Logo

Home

People

Learning

Outreach

Publications


The Education Gateway to the Proto-OKN

Proto-OKN Guidelines for Representation of Spatial Data

The Geospatial Working Group would like all Theme 1 project teams to consider using standard vocabularies to represent geospatial information.

Representing Geometries

The recommended practice for geometries (point, line, polyline, or polygon) is to use the predicates hasGeometry and asWKT and the class Feature from the GeoSPARQL ontology. GeoSPARQL is a standard that enables on-the-fly geometric calculations to be used when evaluating queries. We do not aim to make the whole Proto-OKN GeoSPARQL compliant. However, GeoSPARQL provides an ontology with useful geospatial terms in it, and this ontology is widely used.

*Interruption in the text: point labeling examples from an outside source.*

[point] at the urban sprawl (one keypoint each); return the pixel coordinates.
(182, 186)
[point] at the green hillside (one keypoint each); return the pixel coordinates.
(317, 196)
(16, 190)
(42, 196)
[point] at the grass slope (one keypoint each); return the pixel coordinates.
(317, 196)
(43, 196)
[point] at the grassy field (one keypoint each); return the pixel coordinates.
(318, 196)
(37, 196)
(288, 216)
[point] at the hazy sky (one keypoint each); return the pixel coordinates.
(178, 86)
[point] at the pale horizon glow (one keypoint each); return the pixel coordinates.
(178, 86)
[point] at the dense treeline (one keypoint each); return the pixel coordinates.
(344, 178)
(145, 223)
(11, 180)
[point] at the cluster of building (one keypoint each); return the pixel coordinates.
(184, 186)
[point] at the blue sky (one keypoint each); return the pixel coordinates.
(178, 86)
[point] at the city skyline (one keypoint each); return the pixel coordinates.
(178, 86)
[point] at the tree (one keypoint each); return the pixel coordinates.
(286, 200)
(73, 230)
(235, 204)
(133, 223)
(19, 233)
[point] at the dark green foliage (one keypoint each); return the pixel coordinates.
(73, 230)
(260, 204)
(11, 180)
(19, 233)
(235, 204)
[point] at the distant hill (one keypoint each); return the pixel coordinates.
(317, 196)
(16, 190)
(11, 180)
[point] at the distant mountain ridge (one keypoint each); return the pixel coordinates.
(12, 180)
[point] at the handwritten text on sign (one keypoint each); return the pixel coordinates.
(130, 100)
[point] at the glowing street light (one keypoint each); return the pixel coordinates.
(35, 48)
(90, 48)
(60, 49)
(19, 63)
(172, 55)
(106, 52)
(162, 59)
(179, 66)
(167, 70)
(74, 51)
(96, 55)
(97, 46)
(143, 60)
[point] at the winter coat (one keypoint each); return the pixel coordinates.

The base IRI for the GeoSPARQL ontology is http://www.opengis.net/ont/geosparql which we will abbreviate here as geo:

Every geospatial feature should be typed with the class geo:Feature (see example below).

The object of an asWKT triple should be a literal with type “geo:wktLiteral”. WKT is a format for geometries. A WKT literal by itself does not pick out a point or region on the Earth; it must be combined with a coordinate reference system (CRS). We recommend EPSG:4326 (WGS-84 2D) as the default CRS for Proto-OKN. This means any literal that is an object of geo:asWKT will be interpreted as a set of EPSG:4326 coordinates, if not otherwise specified.

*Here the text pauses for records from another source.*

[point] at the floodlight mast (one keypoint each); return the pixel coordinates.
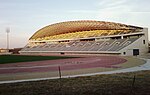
(8, 31)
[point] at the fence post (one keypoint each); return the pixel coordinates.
(59, 70)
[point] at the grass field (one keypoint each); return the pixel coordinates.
(114, 84)
(24, 58)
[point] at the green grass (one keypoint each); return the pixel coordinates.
(24, 58)
(113, 84)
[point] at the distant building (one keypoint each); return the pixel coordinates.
(88, 37)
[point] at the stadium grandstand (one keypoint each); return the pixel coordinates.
(88, 37)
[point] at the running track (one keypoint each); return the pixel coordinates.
(65, 64)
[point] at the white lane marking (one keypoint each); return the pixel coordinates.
(145, 66)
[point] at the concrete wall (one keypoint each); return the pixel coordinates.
(138, 44)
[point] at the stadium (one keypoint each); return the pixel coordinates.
(88, 37)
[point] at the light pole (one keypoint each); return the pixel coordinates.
(8, 31)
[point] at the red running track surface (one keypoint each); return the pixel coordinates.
(65, 64)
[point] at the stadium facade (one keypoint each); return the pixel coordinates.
(88, 37)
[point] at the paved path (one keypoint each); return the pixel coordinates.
(146, 66)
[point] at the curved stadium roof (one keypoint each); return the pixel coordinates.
(76, 26)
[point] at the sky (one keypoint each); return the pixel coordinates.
(25, 17)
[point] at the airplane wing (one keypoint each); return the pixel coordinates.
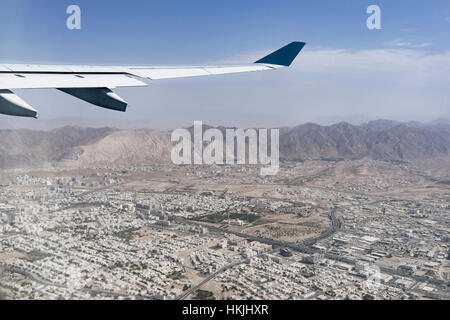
(93, 84)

If you need to use coordinates in another CRS, one can include an IRI for the CRS inside the WKT string, before the coordinates, as for example in this paper on GeoSPARQL (Listing 4). This format is not standard WKT, but is widely used.

Example: if you have a power plant located at position -82, 39 in EPSG:4326 coordinates, your graph may contain triples like:

ex:Plant12 rdf:type geo:Feature .

ex:Plant12 geo:hasGeometry ex:geometry_Plant12 .

ex:geometry_Plant12 geo:asWKT “POINT (-82 39)”^^geo:wktLiteral .

Names of Administrative Regions

Where possible, please use the IRIs for US administrative regions of level 1 and 2 (states and counties) found in the KnowWhereGraph (KWG).

Examples include the following representation of the state of Maine (US states have two-digit identifiers) and Hamilton County in Ohio (counties have five digit identifiers). The identifiers for US administrative regions use their respective FIPS codes. kwgr:administrativeRegion.USA.23 kwgr:administrativeRegion.USA.39061

For any other administrative regions that are already present in Data Commons, please use Data Commons IRIs of the following format (the numeric codes or Data Commons GeoIDs):

dcgeoid:2301902795 (denoting City of Bangor, a census county subdivision) or dcgeoid:23019011000 (denoting a census tract)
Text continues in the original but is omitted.